Подумав, Кочан отвечал:
— Бабу эту случайно сделали. Она ведь была подруга Колючего, кассира с Таганки. Обычно деньги он домой забирал, а тут ей передать решил.
— Не знаешь почему?
— Сложно сказать, — пожал плечами Кочан. — Там ведь у них какие-то свои игры идут. Никто ничего толком не знает, но просто так отдать деньги он не решился бы. Может, в ее хате общак находился, а? Баба одинокая, вне подозрений. Почему бы и нет? В наше время еще и не такое встретишь. Но тот, кто ее замочил, очень обидел серьезных людей. И если он попадет на зону, то больше одного дня там ему не прожить.
— А Колючий что?
— Ему даже собирались правиловку устроить. Потом ходили слухи, что на счетчик поставят, но ничего, обошлось. Парень он молодой, перспективный, от такого пользы больше, чем вреда. Короче, голову ему на плечах оставили, хотя настучали в нее, как в бубен.
— Понятно, — Шибанов встал. — Все, разбегаемся.
— Разбегаемся, начальник, только давай сначала договоримся, — осклабился Кочан. — Не назначай ты свои свидания на улице в такую холодину! Как говорится, не май месяц, у меня задница отмерзла совсем. В Москве баров, что ли, нет? И пивка попить можно, и в тепле посидеть.
— Договорились, — улыбнулся Шибанов. — Только в следующий раз твоя очередь угощать.
* * *
Серый вдавил недокуренную сигарету в пепельницу. Тонкая бумага лопнула, и желтый табак неряшливо просыпался, испачкав пальцы.
— Вон того высокого хмыря в красной куртке видишь, Гончар? — спросил он, повернувшись к своему собеседнику, подвижному мужчине неопределенного возраста.
— Который сейчас валютой расплачивается? — уточнил тот, простуженно шмыгнув носом.
— Он самый, — подтвердил Серый. — Фартовый мужик. Вчера ему старушка какая-то серьги с изумрудами принесла, а теперь — перстень с бриллиантами. Поскольку он у греческого посольства трется, то каналы сбыта у него отлажены. Прикинь, сколько он «капусты» рубит в течение месяца. А в год?.. Прямо голова кругом идет.
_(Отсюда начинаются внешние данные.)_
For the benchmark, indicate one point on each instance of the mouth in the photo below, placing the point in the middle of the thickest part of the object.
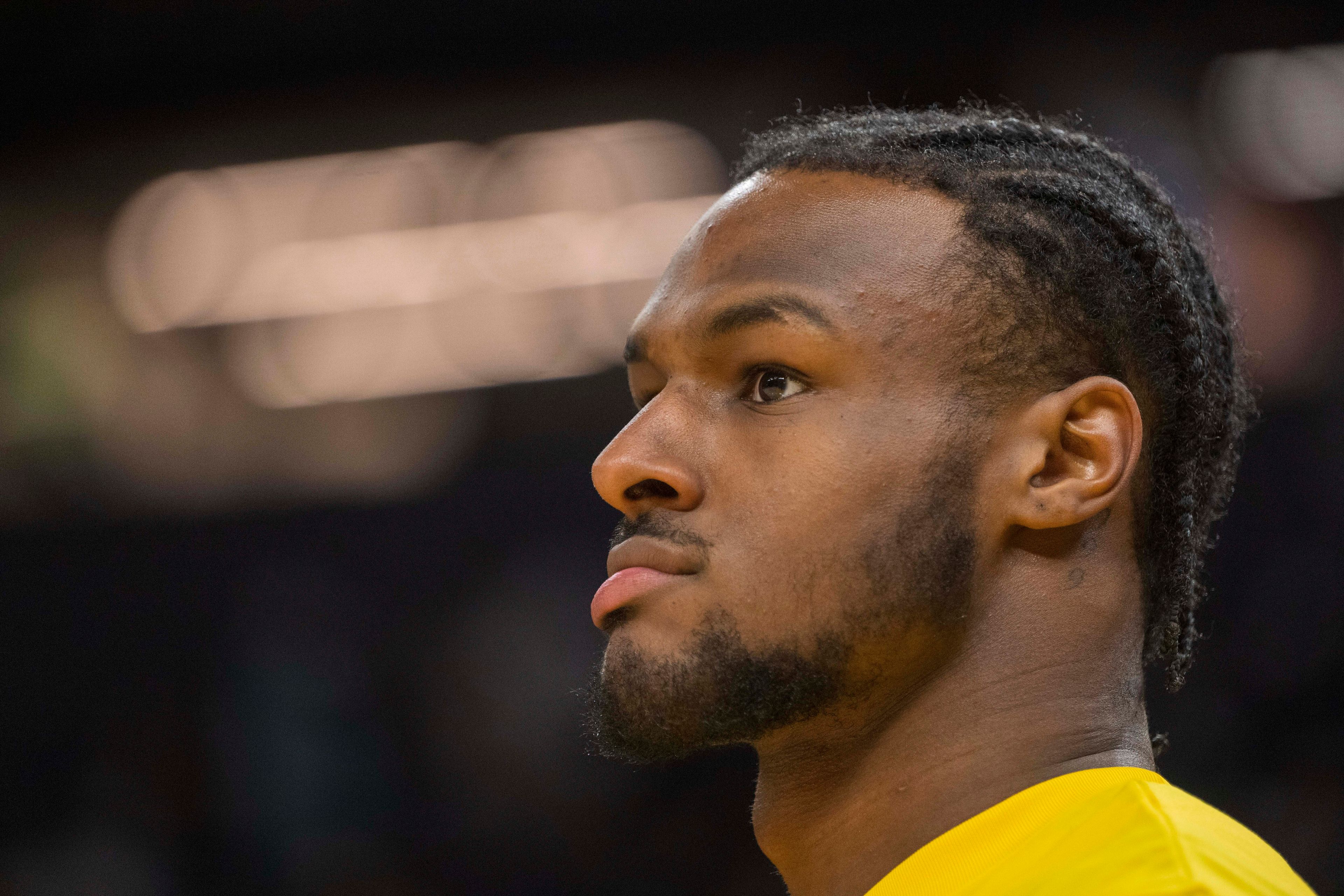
(639, 566)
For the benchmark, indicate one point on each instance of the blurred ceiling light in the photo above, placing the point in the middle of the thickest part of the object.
(1276, 120)
(457, 262)
(484, 340)
(121, 420)
(338, 233)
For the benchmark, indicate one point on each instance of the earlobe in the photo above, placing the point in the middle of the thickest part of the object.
(1083, 445)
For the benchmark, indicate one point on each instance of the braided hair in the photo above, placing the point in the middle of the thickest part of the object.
(1091, 271)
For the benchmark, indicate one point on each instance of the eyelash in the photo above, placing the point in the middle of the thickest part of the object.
(755, 378)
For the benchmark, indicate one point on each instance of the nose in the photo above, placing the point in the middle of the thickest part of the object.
(648, 465)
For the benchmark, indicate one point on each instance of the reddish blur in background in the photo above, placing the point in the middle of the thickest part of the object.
(296, 566)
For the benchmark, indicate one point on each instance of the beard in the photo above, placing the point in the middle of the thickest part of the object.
(717, 691)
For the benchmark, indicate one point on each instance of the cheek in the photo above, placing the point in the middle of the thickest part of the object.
(792, 524)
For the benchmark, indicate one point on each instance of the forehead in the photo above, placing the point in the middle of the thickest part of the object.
(867, 250)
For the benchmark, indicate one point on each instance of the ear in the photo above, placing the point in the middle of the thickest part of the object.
(1077, 450)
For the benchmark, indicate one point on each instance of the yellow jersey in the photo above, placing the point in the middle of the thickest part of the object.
(1102, 832)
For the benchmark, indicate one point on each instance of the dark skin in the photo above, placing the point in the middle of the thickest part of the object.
(796, 373)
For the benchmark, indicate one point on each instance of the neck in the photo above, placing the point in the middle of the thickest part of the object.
(840, 801)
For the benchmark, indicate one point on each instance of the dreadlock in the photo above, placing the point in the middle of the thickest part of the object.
(1092, 272)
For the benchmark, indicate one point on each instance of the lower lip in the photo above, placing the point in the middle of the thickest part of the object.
(624, 588)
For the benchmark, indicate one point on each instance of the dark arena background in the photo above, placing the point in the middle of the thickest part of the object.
(296, 578)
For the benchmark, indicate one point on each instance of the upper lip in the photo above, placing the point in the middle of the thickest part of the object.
(655, 554)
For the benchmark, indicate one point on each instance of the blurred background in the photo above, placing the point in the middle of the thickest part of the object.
(299, 537)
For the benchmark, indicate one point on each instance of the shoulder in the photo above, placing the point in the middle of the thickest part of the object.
(1151, 839)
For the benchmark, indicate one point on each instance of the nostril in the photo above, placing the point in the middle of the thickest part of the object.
(650, 489)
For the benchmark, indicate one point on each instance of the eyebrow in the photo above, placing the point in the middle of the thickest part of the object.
(764, 311)
(768, 309)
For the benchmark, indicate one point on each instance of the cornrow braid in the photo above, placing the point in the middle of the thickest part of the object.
(1093, 273)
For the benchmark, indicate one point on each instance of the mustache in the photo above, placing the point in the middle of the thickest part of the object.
(658, 526)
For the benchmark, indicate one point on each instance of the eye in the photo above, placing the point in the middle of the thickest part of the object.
(772, 386)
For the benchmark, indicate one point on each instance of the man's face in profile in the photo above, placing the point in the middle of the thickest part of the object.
(799, 483)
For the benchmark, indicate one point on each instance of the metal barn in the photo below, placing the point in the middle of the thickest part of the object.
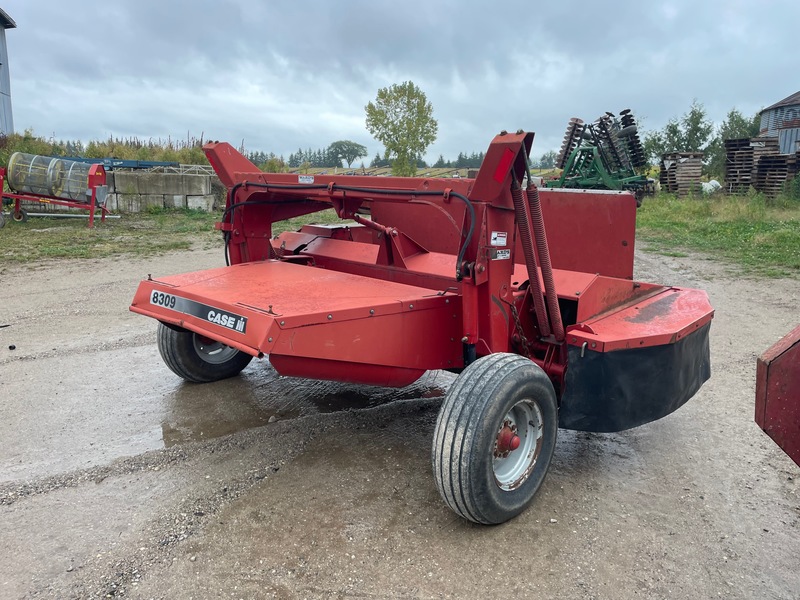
(6, 117)
(782, 120)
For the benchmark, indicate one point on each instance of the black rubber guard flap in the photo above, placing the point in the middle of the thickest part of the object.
(613, 391)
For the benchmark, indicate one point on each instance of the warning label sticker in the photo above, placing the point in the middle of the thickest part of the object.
(499, 238)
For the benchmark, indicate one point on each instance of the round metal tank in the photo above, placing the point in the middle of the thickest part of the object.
(48, 176)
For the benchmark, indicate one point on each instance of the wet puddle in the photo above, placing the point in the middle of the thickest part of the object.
(260, 396)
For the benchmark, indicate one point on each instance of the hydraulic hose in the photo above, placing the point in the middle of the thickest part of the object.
(521, 211)
(544, 259)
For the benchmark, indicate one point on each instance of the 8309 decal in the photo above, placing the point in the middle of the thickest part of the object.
(211, 314)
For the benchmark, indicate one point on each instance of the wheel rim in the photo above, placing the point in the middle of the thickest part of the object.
(518, 444)
(212, 351)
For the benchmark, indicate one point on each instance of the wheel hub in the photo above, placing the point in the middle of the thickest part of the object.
(518, 444)
(507, 440)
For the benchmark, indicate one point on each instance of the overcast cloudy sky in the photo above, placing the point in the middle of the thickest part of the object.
(282, 75)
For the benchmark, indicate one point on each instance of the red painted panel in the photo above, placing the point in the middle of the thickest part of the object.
(778, 393)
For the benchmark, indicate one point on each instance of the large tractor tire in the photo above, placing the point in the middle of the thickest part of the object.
(494, 439)
(197, 358)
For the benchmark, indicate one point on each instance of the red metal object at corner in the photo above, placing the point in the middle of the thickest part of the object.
(778, 393)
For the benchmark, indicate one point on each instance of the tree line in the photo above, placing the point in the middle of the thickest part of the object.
(695, 132)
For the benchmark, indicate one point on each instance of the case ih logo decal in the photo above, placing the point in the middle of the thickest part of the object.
(219, 317)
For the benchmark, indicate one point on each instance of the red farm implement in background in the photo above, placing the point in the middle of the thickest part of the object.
(546, 328)
(56, 181)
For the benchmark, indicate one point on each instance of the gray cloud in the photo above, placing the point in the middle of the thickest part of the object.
(282, 75)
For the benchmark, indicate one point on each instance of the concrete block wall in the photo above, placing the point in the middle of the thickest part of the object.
(132, 192)
(136, 191)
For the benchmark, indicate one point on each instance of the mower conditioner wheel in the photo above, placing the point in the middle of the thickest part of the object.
(494, 438)
(197, 358)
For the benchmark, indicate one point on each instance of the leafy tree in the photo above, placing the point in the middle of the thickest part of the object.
(401, 118)
(735, 126)
(379, 161)
(273, 165)
(691, 133)
(347, 151)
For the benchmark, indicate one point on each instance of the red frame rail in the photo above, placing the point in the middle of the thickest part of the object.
(96, 179)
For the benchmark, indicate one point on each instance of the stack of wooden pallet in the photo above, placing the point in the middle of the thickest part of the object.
(738, 165)
(772, 173)
(680, 172)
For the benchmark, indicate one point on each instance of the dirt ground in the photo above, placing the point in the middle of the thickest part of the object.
(117, 479)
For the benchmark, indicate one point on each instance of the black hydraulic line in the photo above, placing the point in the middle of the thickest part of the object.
(370, 191)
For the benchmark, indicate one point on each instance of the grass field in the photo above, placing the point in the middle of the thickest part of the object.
(758, 236)
(153, 232)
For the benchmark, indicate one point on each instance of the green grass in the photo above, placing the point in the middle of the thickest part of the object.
(146, 234)
(759, 236)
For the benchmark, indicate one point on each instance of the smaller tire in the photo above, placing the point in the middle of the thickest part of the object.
(495, 436)
(197, 358)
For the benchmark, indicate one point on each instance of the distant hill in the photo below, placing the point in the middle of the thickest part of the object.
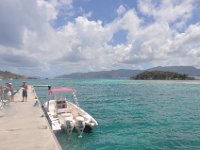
(9, 75)
(161, 75)
(126, 74)
(188, 70)
(114, 74)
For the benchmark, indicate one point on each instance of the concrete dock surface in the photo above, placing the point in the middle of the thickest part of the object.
(23, 126)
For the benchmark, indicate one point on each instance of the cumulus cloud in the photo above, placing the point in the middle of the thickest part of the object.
(28, 39)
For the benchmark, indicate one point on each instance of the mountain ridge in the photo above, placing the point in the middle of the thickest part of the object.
(127, 73)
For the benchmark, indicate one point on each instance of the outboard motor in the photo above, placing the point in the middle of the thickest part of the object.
(69, 124)
(80, 125)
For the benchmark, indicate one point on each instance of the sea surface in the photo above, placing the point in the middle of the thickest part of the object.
(141, 115)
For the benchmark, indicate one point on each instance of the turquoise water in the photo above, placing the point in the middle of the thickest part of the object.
(138, 115)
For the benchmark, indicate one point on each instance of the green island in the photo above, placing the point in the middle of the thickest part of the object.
(5, 75)
(161, 75)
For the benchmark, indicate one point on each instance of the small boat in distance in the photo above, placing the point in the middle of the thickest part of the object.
(65, 114)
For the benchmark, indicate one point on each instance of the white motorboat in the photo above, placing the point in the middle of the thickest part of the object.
(64, 114)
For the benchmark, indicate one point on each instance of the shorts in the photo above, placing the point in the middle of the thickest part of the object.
(24, 93)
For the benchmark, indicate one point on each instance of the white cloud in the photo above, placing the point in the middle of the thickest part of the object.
(121, 10)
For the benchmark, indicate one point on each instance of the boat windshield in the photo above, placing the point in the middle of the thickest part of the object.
(63, 94)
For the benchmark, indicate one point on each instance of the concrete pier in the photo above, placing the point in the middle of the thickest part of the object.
(23, 126)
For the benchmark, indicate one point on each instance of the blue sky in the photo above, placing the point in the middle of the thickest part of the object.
(55, 37)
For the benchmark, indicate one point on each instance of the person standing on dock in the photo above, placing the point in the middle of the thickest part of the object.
(10, 92)
(24, 91)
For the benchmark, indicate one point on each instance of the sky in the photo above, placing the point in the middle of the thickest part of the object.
(47, 38)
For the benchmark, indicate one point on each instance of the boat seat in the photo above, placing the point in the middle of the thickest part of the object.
(52, 108)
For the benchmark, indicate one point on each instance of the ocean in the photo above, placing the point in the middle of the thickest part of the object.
(141, 115)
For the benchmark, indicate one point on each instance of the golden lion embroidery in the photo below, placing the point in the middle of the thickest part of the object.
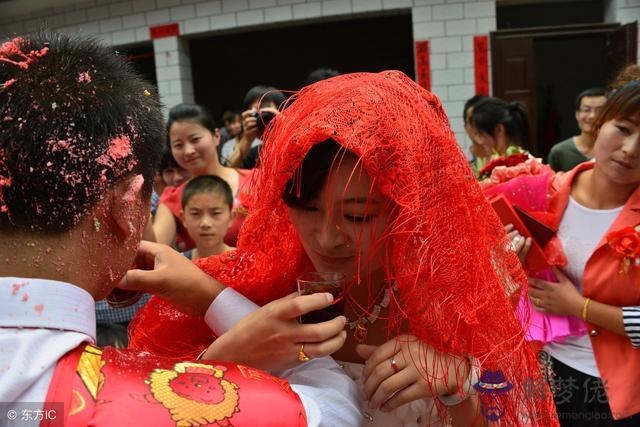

Серый откинулся на спинку кожаного кресла. Удобно. Роскошь он любил. Впрочем, кто ее не любит? Но не у каждого есть деньги, чтобы ее оплачивать. Через тонированное стекло автомобиля хорошо просматривался пятачок у антикварного магазина, где топталось несколько человек. Здесь, едва ли не круглосуточно, проводились сделки, и, судя по количеству людей, которые желали избавиться от старинных украшений, можно было смело предположить, что в карманах «жучков» оседал немалый капитал. Почему же не в карманах Серого?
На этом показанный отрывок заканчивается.